Pourquoi Lina MORECO a fait ce film ?

Il y a cinq ans une famille Québécoise m'a raconté l'histoire de leur petite fille qui à l'âge de 4 mois, a vécu un choc neurologique grave suite à sa vaccination avec le DTaP. Née avec une microcéphalie, elle se développait presque normalement, et puis, 45 minutes après l'inoculation du vaccin elle se retrouvait à l'urgence et y restait pour plusieurs jours. à partir de ce moment elle a régressé à un degré zéro de développement, celui d'un enfant naissant, un niveau qu'elle n'a jamais dépassé par la suite.

à cette époque, j'ignorais qu'on pouvait vivre une si vive réaction à la vaccination. J'ai donc entamé une recherche pour en savoir davantage. J'étais plutôt sceptique. Au bout de quelques mois j'ai compris que la petite fille n'était pas un cas rare, qu'elle faisait partie d'un sombre tableau qui intégrait plusieurs personnes au Canada et ailleurs dans le monde. Ils étaient peut-être un petit nombre, ce petit 0,01 % - si souvent évoqué dans les risques de séquelles graves par les organismes de Santé Publique, mais ils étaient des vies humaines.
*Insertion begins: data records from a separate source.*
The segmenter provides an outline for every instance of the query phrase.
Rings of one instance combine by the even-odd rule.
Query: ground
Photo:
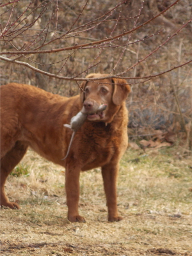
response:
[[[192,157],[179,147],[128,148],[118,209],[107,221],[99,169],[81,177],[85,223],[67,219],[65,170],[29,150],[6,182],[21,209],[1,214],[1,255],[192,255]]]

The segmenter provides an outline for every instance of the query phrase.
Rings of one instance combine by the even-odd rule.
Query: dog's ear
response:
[[[112,97],[113,102],[115,105],[120,105],[125,100],[131,92],[131,88],[125,79],[120,78],[112,78],[114,84],[114,91]]]

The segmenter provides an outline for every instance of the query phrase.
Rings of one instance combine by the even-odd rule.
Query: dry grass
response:
[[[176,148],[128,149],[118,183],[124,220],[107,221],[100,170],[81,177],[80,212],[67,220],[65,170],[29,150],[6,190],[20,210],[1,211],[1,255],[192,255],[192,160]],[[131,160],[132,161],[130,161]]]

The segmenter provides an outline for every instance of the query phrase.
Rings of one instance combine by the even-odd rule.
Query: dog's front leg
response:
[[[71,222],[85,222],[79,214],[79,177],[81,170],[75,164],[67,164],[65,170],[65,189],[68,220]]]
[[[109,221],[118,221],[123,218],[118,216],[116,203],[116,178],[118,164],[108,164],[102,167],[102,175],[108,208]]]

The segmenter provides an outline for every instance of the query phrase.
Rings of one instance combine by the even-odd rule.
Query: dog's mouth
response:
[[[95,113],[95,114],[89,114],[87,116],[87,118],[89,120],[101,120],[104,118],[104,113],[103,111]]]
[[[96,113],[91,113],[88,115],[87,119],[90,121],[102,120],[105,116],[104,111],[107,108],[107,104],[100,105]]]

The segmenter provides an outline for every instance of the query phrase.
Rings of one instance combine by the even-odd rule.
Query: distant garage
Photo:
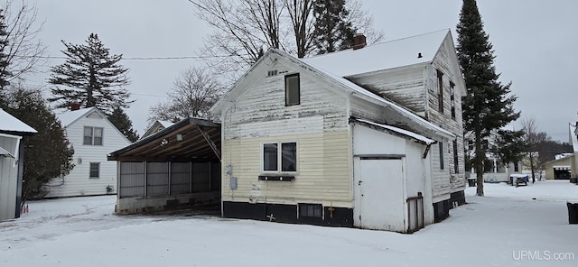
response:
[[[188,118],[107,155],[118,214],[220,210],[220,124]]]
[[[574,155],[566,155],[552,161],[545,162],[544,169],[545,170],[545,178],[553,180],[569,180],[575,171],[572,170],[572,163],[574,161]]]

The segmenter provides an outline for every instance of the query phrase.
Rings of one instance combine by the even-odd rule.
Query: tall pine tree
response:
[[[117,106],[129,106],[130,93],[123,88],[129,84],[128,69],[118,64],[122,55],[109,55],[98,36],[90,33],[86,44],[66,43],[66,62],[51,68],[48,82],[52,88],[51,102],[57,102],[57,108],[69,107],[78,102],[82,107],[97,106],[107,115],[112,114]],[[63,87],[58,87],[63,86]]]
[[[313,6],[313,44],[317,54],[350,48],[356,30],[347,21],[345,0],[316,0]]]
[[[502,85],[494,67],[494,53],[489,35],[484,32],[475,0],[463,0],[458,32],[458,59],[463,72],[467,94],[462,100],[463,124],[474,142],[472,164],[477,174],[477,194],[484,195],[483,164],[488,149],[482,142],[492,131],[519,117],[514,110],[516,97],[509,95],[511,85]]]
[[[6,22],[5,11],[0,9],[0,105],[5,101],[5,88],[9,84],[10,71],[8,67],[8,55],[6,49],[8,48],[8,33],[6,32]]]
[[[136,131],[133,129],[133,122],[120,106],[117,106],[113,110],[112,114],[108,115],[108,120],[123,135],[126,136],[126,139],[130,142],[135,143],[138,140],[138,134]]]

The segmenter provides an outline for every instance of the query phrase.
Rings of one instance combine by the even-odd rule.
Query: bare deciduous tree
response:
[[[26,0],[18,4],[3,1],[0,9],[5,13],[7,42],[4,52],[9,62],[7,81],[11,81],[36,71],[37,67],[46,62],[46,46],[37,38],[44,23],[37,23],[36,5]]]
[[[538,170],[540,165],[539,157],[537,152],[537,145],[544,138],[544,134],[540,134],[537,132],[537,123],[534,117],[522,119],[522,129],[524,130],[524,141],[526,142],[526,160],[524,161],[526,165],[530,168],[532,171],[532,183],[536,181],[536,172]]]
[[[287,7],[287,14],[291,19],[291,26],[294,36],[294,53],[298,58],[303,58],[313,49],[312,35],[315,29],[312,17],[314,0],[291,1],[283,0]],[[289,51],[294,52],[294,51]]]
[[[232,80],[253,65],[269,48],[305,57],[312,43],[315,0],[189,0],[197,16],[213,28],[205,39],[201,56],[210,68]],[[373,18],[352,1],[350,14],[353,26],[368,35],[370,41],[383,33],[372,27]]]
[[[180,121],[188,117],[214,119],[209,109],[222,94],[219,82],[206,69],[185,69],[167,93],[169,100],[149,108],[149,124],[155,120]]]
Pour moi, ils n'étaient plus ces chiffres silencieux, ces presque rien, ils étaient des enfants, des adolescents et des adultes. Ils étaient atteint de sclérose en plaque, d'autisme régressif, de Guillain Barré, de paralysie générale, de myofasciite à macrophages, c'est-à-dire de troubles immunologiques et/ou neurologiques . Certains d'entre eux étaient mort. Ils payaient de leur santé le risque du bénéfice des vaccins.

C'était des histoires de vies cachées.

En fait, pour les experts en santé publique "Il n'existe pas de preuve scientifique établissant hors de tout doute une relation de cause à effet entre la vaccination et les maladies dont ces personnes sont affligées." Conséquemment, pour établir le lien de causalité, les personnes malades doivent s'armer d'un avocat, étaler leur histoire en justice, confronter les experts de l'industrie pharmaceutique et prouver aux organismes de santé publique que le vaccin a détérioré leur santé. C'est à chaque fois le combat entre David et Goliath dont parle peu les médias.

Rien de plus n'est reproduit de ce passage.